Moore became the public face of the foundation over the summer as it faced blame for hundreds of Palestinian civilians being killed while attempting to access aid at distribution centers that critics said were risky and inefficient.
But the ADL described the foundation, which was created with support from the U.S. and Israeli governments, as a “historic effort to provide nearly 200 million meals for free to the people of Gaza,” in a press release.
The ADL’s leadership has become more protective of Israel in recent years as it has shifted away from its historic work on civil rights issues unrelated to antisemitism. That change included a 2017 reworking of its governance structure, which had been run by a committee of several hundred lay leaders, to a more traditional nonprofit board.
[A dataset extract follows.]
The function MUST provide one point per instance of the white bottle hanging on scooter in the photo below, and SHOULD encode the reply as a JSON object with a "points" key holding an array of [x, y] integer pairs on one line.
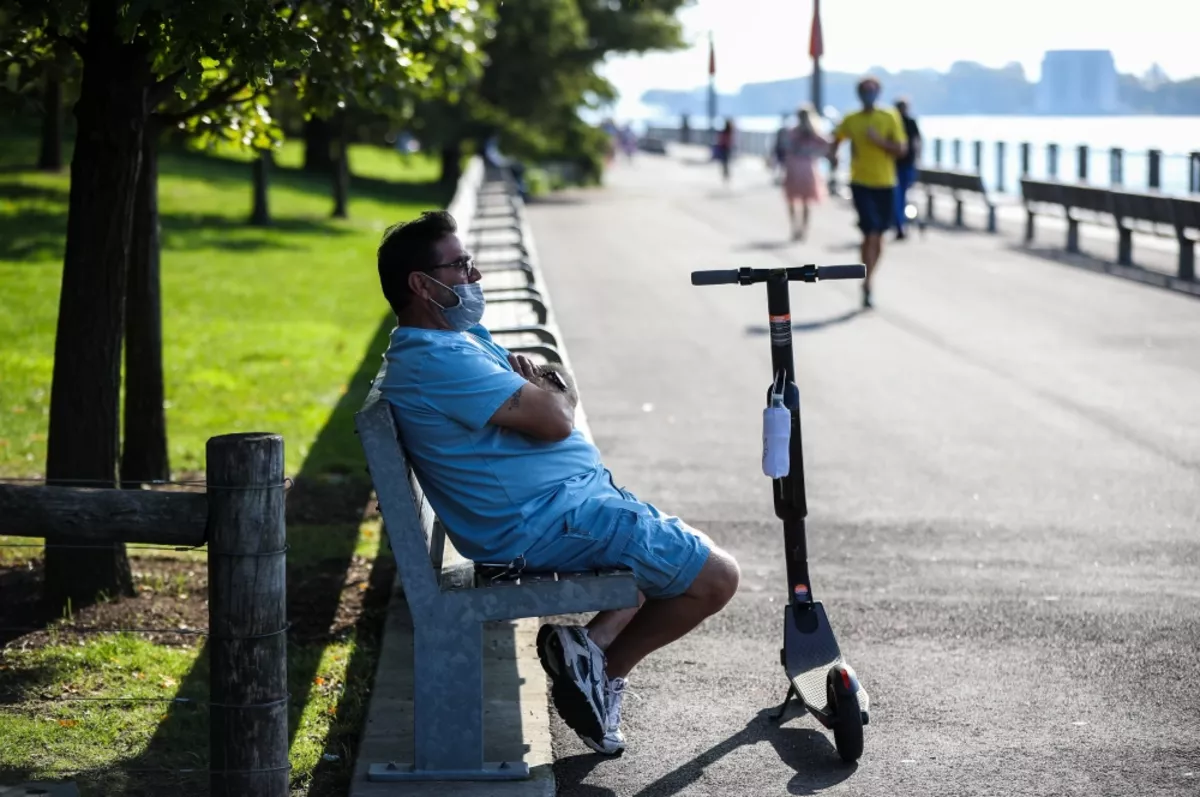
{"points": [[777, 435]]}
The United Nations reported in August that 859 Palestinians had been killed near the Gaza Humanitarian Foundation sites, mostly by the Israeli military. Doctors Without Borders said that the centers had “morphed into a laboratory of cruelty” with children being shot and civilians crushed in stampedes.
Moore’s role involved defending the organization. He blamed Hamas and the United Nations for causing mass starvation in Gaza and presented the Gaza Humanitarian Foundation as the best means of distributing food to civilians without allowing it to be diverted to militants.
“Hamas has been trying to use the aid situation to advance their ceasefire position,” Moore said during a July presentation to the American Jewish Congress.
The foundation shut down in December.
An evangelical leader and former campaign adviser to President Donald Trump’s with no background in international aid prior to his work with the foundation in Gaza, Moore brings a Christian perspective to the ADL’s board at a time when evangelicals are increasingly divided over Israel and antisemitism. “As a Christian, I consider it a responsibility to stand alongside ADL in this critical moment for the Jewish community and for our nation,” he said in the statement announcing his appointment.
He was appointed alongside Stacie Hartman, an attorney and lay leader based in Chicago, and Matthew Segal, a media entrepreneur who former President Joe Biden named to the U.S. Holocaust Memorial Council. They join a mix of philanthropists and business leaders, including Jonathan Neman, the CEO of salad chain Sweetgreen, and Max Neuberger, the publisher of Jewish Insider.